Baseada em factos verídicos, é irresistível a história por trás da estrutura. “Durante o desenvolvimento do projeto e antes da construção do edifício em Marselha, os detratores de Le Corbusier encomendaram um estudo a psiquiatras com o intuito de demonstrarem que os futuros residentes destas habitações corriam o risco de ficar loucos. Foi este episódio que deu o nome a este exemplar emblemático da arquitetura moderna: Maison du Fada (Casa dos Loucos)”.

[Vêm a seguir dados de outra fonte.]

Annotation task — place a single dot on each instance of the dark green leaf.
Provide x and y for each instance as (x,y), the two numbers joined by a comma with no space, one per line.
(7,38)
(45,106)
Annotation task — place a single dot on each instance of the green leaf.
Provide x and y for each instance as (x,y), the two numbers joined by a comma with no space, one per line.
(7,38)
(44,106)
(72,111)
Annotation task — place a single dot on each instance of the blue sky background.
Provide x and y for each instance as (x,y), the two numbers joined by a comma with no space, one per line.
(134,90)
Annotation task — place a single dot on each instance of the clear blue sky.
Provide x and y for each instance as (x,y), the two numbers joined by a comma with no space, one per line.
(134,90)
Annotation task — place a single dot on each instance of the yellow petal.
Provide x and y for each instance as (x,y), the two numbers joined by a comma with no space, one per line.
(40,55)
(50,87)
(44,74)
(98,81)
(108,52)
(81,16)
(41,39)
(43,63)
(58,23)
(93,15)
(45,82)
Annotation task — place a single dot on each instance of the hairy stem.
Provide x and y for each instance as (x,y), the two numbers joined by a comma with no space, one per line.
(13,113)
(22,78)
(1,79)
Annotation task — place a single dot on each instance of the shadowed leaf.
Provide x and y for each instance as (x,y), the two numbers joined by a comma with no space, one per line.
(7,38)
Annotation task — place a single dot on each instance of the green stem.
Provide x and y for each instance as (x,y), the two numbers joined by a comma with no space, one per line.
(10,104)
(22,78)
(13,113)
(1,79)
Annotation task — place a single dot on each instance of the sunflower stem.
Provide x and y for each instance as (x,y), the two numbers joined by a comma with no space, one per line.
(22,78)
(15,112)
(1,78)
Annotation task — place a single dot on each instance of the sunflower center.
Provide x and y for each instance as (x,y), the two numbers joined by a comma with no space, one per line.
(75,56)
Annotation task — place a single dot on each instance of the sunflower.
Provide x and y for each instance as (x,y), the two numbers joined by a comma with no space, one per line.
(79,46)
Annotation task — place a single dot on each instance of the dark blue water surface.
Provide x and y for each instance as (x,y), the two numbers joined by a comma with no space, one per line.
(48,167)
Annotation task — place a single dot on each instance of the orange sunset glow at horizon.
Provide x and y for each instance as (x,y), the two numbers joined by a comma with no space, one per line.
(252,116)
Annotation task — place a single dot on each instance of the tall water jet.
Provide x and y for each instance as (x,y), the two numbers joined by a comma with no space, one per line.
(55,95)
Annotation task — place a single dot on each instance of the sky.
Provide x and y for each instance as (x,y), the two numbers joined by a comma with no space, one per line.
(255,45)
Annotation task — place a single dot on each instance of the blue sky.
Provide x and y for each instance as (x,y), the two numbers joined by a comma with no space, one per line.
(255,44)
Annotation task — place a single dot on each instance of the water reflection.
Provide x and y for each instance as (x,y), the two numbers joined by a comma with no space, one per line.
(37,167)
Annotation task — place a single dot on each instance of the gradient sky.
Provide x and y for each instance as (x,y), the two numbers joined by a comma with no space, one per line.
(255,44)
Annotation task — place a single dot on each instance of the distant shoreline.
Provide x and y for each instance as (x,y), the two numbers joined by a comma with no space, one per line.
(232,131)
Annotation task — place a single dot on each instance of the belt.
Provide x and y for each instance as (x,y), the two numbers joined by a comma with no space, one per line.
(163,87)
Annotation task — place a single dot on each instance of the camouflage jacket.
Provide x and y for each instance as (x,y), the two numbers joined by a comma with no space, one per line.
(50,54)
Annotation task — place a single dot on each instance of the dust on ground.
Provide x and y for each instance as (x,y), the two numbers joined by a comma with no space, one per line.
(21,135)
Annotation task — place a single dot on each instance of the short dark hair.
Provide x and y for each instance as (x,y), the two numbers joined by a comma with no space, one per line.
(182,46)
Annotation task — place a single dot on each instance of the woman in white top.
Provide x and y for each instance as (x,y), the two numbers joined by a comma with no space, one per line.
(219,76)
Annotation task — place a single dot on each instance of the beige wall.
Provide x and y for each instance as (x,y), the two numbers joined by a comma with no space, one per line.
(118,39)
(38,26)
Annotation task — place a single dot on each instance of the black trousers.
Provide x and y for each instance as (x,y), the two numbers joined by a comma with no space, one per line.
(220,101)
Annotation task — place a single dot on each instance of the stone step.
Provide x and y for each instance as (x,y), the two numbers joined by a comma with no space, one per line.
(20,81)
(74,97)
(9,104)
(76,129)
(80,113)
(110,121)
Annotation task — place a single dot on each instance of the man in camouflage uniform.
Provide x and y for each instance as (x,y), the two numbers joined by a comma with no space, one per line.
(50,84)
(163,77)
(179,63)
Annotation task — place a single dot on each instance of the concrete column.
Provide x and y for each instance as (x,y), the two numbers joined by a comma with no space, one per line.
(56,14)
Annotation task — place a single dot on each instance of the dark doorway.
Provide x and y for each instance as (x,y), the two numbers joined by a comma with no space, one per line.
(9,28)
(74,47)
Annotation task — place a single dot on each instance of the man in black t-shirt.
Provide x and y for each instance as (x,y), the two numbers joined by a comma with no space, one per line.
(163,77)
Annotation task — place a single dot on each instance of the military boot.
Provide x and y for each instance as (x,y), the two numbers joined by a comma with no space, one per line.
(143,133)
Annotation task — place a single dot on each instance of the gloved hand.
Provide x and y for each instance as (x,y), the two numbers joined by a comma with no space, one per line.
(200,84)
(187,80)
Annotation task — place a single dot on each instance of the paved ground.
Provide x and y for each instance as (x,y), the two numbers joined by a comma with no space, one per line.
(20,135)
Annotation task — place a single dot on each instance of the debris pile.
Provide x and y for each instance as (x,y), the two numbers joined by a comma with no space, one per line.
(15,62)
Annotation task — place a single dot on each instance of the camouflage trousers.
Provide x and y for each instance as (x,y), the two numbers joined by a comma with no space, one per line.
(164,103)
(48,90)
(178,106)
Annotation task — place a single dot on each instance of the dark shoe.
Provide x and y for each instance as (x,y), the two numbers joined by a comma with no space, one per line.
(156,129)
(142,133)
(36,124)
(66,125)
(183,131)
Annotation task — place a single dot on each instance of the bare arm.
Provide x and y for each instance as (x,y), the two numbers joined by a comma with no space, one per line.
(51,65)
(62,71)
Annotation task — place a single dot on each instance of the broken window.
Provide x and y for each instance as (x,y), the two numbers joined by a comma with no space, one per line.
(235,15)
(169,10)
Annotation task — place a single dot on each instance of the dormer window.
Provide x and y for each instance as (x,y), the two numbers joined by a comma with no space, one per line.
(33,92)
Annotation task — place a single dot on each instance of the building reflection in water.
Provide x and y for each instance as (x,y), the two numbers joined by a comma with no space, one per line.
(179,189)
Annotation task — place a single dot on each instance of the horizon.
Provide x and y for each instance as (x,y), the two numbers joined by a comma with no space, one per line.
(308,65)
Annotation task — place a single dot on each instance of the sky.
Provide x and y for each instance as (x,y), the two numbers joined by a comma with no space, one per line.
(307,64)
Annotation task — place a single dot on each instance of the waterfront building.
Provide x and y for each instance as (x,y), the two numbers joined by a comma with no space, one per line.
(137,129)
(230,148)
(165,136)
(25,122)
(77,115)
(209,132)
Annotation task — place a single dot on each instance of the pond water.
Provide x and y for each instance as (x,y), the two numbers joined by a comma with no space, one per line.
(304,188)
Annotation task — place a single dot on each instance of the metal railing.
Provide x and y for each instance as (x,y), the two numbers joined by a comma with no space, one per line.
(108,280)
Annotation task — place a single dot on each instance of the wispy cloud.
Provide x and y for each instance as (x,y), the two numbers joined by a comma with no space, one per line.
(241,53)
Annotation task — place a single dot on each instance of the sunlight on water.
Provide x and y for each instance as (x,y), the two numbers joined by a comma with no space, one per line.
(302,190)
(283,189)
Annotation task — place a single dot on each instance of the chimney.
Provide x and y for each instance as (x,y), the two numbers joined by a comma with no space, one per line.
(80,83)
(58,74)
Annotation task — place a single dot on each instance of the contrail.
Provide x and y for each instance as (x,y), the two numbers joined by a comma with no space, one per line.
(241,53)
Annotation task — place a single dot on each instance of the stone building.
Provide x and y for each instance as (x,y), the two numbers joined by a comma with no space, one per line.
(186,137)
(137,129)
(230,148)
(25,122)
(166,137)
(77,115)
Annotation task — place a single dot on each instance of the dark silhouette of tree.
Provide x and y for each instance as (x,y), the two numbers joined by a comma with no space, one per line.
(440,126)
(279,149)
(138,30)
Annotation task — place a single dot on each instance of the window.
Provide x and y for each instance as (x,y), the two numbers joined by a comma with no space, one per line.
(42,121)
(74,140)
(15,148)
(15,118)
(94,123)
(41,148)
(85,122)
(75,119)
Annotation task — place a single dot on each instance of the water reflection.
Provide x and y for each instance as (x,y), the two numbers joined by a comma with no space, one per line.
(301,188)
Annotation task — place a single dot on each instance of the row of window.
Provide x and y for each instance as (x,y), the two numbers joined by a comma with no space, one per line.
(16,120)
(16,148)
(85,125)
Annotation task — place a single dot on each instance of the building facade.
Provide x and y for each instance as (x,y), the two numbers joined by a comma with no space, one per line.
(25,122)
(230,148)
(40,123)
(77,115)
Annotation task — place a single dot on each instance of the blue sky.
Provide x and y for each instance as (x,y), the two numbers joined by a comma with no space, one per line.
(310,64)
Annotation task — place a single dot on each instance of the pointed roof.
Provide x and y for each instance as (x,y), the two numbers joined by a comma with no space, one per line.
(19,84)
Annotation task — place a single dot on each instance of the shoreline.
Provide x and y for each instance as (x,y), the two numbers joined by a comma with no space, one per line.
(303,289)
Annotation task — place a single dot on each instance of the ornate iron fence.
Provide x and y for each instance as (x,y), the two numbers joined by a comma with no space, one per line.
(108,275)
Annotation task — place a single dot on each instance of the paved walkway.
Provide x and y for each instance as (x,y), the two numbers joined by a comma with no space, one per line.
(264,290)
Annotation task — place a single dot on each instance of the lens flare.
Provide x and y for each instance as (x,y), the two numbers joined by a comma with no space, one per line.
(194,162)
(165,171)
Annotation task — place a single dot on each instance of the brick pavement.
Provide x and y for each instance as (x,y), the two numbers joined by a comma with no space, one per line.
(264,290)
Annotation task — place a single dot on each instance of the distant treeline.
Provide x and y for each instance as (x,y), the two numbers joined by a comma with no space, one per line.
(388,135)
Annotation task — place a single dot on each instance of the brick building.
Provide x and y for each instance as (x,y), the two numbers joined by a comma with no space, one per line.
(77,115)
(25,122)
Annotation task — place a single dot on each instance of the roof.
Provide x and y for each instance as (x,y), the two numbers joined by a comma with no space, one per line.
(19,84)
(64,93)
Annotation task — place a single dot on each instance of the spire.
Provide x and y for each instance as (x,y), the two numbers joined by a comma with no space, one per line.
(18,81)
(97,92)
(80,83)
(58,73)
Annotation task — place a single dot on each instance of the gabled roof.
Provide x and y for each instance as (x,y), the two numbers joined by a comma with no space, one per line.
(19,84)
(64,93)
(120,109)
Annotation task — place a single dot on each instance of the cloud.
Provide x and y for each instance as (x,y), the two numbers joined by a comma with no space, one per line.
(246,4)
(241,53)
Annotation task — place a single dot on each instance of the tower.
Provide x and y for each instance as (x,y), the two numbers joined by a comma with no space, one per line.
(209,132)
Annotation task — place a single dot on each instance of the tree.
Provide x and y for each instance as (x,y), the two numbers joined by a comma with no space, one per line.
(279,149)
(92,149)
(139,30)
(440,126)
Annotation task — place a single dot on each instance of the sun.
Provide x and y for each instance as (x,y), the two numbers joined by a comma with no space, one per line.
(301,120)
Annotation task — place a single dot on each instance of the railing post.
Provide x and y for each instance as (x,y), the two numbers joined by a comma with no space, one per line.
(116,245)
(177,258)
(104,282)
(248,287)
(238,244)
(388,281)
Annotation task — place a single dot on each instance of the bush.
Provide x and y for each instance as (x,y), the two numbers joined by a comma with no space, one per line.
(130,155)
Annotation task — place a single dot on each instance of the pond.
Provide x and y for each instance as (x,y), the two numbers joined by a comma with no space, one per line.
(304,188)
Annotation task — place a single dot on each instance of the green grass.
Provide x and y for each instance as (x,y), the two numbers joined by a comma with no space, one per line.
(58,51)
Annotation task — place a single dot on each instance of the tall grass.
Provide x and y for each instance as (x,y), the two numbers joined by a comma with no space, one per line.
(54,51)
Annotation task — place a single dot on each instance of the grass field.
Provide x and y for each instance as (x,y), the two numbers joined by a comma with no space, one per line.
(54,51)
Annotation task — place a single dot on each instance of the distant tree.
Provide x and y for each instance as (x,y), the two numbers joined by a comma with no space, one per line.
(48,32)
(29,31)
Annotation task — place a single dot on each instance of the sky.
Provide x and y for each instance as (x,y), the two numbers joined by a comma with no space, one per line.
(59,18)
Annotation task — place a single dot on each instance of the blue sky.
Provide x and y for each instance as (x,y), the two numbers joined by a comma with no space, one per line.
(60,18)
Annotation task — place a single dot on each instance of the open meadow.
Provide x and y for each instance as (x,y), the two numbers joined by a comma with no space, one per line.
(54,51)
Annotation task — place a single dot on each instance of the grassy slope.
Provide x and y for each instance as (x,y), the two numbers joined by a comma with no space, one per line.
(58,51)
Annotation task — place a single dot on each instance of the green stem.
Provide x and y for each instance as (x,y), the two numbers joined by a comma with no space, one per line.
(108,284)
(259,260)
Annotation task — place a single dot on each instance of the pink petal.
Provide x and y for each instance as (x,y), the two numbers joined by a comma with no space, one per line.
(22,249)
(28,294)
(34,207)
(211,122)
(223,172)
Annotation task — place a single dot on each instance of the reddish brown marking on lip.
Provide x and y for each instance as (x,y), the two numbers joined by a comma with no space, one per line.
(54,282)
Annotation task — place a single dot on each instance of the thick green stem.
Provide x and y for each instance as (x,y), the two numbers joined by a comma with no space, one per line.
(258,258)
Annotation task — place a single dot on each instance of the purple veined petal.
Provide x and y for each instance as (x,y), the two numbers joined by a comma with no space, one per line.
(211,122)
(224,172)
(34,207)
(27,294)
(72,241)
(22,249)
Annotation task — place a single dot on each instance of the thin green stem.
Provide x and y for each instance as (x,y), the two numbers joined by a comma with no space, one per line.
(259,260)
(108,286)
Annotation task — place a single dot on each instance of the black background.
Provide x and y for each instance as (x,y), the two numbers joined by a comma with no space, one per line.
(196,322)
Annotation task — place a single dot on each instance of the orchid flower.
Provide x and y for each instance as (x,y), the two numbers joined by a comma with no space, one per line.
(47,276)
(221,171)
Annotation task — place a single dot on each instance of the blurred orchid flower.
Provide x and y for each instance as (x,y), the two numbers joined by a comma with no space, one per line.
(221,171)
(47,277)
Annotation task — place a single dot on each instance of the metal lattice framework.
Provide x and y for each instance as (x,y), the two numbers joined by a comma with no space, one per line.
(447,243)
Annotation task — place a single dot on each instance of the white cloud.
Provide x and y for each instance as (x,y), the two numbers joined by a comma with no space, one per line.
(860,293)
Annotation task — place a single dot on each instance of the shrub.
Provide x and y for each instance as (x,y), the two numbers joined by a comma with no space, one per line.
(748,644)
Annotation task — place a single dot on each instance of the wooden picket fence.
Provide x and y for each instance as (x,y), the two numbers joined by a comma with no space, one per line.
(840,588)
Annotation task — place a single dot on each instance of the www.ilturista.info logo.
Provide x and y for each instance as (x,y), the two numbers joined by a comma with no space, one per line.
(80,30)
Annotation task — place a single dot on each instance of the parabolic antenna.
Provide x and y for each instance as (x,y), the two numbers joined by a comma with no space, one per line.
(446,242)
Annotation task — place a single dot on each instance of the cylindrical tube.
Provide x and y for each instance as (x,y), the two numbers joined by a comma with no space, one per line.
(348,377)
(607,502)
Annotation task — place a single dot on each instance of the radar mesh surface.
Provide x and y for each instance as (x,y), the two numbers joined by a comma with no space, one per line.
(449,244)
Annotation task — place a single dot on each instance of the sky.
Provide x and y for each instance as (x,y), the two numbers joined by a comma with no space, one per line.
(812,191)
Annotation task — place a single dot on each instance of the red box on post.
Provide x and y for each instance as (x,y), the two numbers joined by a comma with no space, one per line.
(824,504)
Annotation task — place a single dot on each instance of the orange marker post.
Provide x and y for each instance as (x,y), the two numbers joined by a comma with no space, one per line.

Falta espaço para falar da outra exposição, “Arquivo e Democracia”, que se constitui como um ensaio audiovisual a partir de fotografias e filmes de José Maçãs de Carvalho, captados entre 2009 e 2011, em Central, o distrito financeiro de Hong Kong e, em 2012, nessa mesma área, junto ao Hong Kong and Shangai Bank. Fica prometido um encontro com a obra de um artista português interessado naquele vinco íntimo em que a realidade parece ela mesma pôr-se a imaginar.